Three years ago, when we started exploring the use of machine learning techniques in IT Ops, we were completely overtaken by and tangled in the colossal number of technologies and jargons surrounding it. The immense documentation, tutorials, and samples available further added to our confusion. Despite all these resources, we couldn’t even get closer of deriving a meaningful narration on how to implement a proactive management function using ML.
ML was developed in the early 1950s and has been around for quite some time, and the vision of making intelligent machines is finally gaining momentum now. The past few decades have seen massive scalability of data and information. One key thing we need to understand is the fact that data has now become a commodity and large amounts of many different kinds of data are extensively available, consenting for much more accurate predictions than were ever possible in the long history of machine learning. With the advent of cloud and big data technologies, the availability of powerful machines and the analysis of unstructured data has become much easier and economical.
In the first part of this series, we explained that it is almost impossible to build a perfect system, and your best bet is to try to minimize the occurrences of failures. Prediction is an obvious solution to know when systems failure and ML should play a key role here. Machine learning solves problems by relying on the same fact: the availability of existing data. At the simplest level, machine learning systems try to predict a value for something based on the historic trend observed. Accomplishing that prediction requires three things:
- A way of describing the subject for prediction.

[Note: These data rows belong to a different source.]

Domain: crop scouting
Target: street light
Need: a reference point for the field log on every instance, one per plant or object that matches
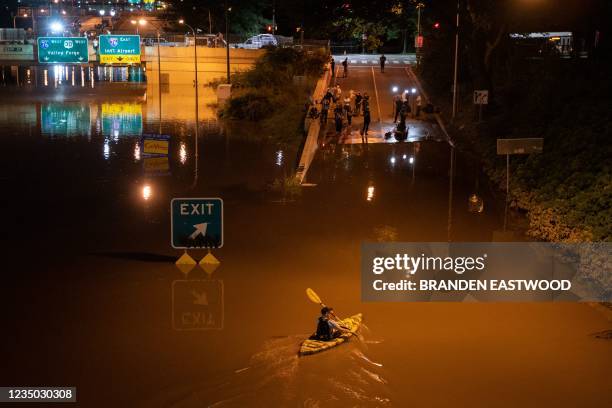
(140, 22)
(227, 11)
(57, 27)
(195, 64)
(456, 64)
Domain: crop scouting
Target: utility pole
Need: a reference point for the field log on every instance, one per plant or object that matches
(418, 43)
(227, 11)
(209, 22)
(273, 17)
(159, 79)
(456, 65)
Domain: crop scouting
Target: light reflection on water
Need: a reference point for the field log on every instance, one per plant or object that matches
(276, 376)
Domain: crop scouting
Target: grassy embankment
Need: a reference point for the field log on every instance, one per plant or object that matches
(566, 192)
(272, 95)
(272, 99)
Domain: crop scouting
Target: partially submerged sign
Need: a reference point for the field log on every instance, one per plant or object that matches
(119, 49)
(67, 50)
(16, 52)
(481, 97)
(527, 145)
(196, 223)
(155, 145)
(156, 166)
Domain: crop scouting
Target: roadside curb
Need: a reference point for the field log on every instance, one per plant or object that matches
(603, 308)
(436, 115)
(312, 137)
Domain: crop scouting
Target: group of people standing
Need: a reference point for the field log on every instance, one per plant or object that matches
(382, 60)
(401, 106)
(344, 109)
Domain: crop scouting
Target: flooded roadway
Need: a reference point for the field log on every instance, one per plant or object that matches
(89, 271)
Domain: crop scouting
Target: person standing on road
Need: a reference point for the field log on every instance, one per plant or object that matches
(324, 110)
(338, 115)
(404, 110)
(397, 106)
(337, 93)
(358, 99)
(366, 118)
(418, 107)
(348, 111)
(383, 59)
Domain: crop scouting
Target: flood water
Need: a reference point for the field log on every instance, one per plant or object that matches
(90, 287)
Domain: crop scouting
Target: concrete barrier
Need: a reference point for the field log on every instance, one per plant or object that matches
(311, 144)
(177, 63)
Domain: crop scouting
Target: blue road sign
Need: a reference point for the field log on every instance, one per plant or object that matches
(155, 145)
(196, 223)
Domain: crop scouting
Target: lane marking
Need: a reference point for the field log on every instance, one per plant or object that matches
(376, 93)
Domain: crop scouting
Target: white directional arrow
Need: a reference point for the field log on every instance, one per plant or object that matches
(200, 229)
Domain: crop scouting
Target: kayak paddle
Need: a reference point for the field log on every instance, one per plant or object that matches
(312, 295)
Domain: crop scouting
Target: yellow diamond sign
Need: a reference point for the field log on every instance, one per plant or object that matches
(209, 263)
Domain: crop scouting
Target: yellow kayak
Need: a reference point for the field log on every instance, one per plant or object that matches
(316, 346)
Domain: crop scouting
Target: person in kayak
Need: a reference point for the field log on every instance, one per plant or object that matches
(327, 327)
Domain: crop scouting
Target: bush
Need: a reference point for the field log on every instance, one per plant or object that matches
(250, 105)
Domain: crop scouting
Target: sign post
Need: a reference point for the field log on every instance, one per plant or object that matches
(528, 145)
(481, 97)
(196, 223)
(119, 49)
(66, 50)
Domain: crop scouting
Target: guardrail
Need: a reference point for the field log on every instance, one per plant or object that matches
(311, 144)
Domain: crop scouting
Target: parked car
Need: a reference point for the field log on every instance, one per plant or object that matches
(207, 40)
(258, 41)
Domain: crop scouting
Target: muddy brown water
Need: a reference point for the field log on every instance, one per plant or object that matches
(88, 272)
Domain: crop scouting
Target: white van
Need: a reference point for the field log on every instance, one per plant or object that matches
(258, 41)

- A query that can be responded to.
- An algorithm that can take the description and provide an answer to the query.
In ML, a feature is an individual measurable property or characteristic of a phenomenon being observed and is represented by using something called “feature vector.”
OK, fine. But what are the subjects in our IT for which a phenomenon can be measured?
In the IT space, we call the subject a resource. A resource can be a physical server, VM, virtual desktop infrastructure (VDI), storage, SharePoint site, application, rack, cooling unit, printer, data center, etc. Even a user and their AD, mailbox, or Lync account is a resource for us. Each resource has its own set of descriptive attributes and measurable features. Different instances of each type of object will have different values for those features.
In our business intelligence (BI) terminology, for example, we call them FACT and dimensions. For instance, an apple can have descriptive properties such as red, round, fruit, etc. and measurable properties like sweetness, freshness, and weight. However, coming from the same apple object family, a Swiss apple might have different measurable features from a U.S. apple in terms of sweetness and size, for example.
A simple sample illustration of descriptive and measurable properties for some of IT resources is depicted below.
DIM_ = the dimension attributes and
FACT_ = the measurable properties that vary with time and date.
A VM resource can have descriptive attributes like name, IP address, allotted CPU, OS, memory, storage, and template used, and measurable properties like current CPU, memory, and sent or received bytes/sec for that monitored interval of time. Similarly, an application resource can have descriptive properties like name, version, environment details, department, or unit it belongs to, as well as measurable properties like hits per day, active sessions, total visits, etc.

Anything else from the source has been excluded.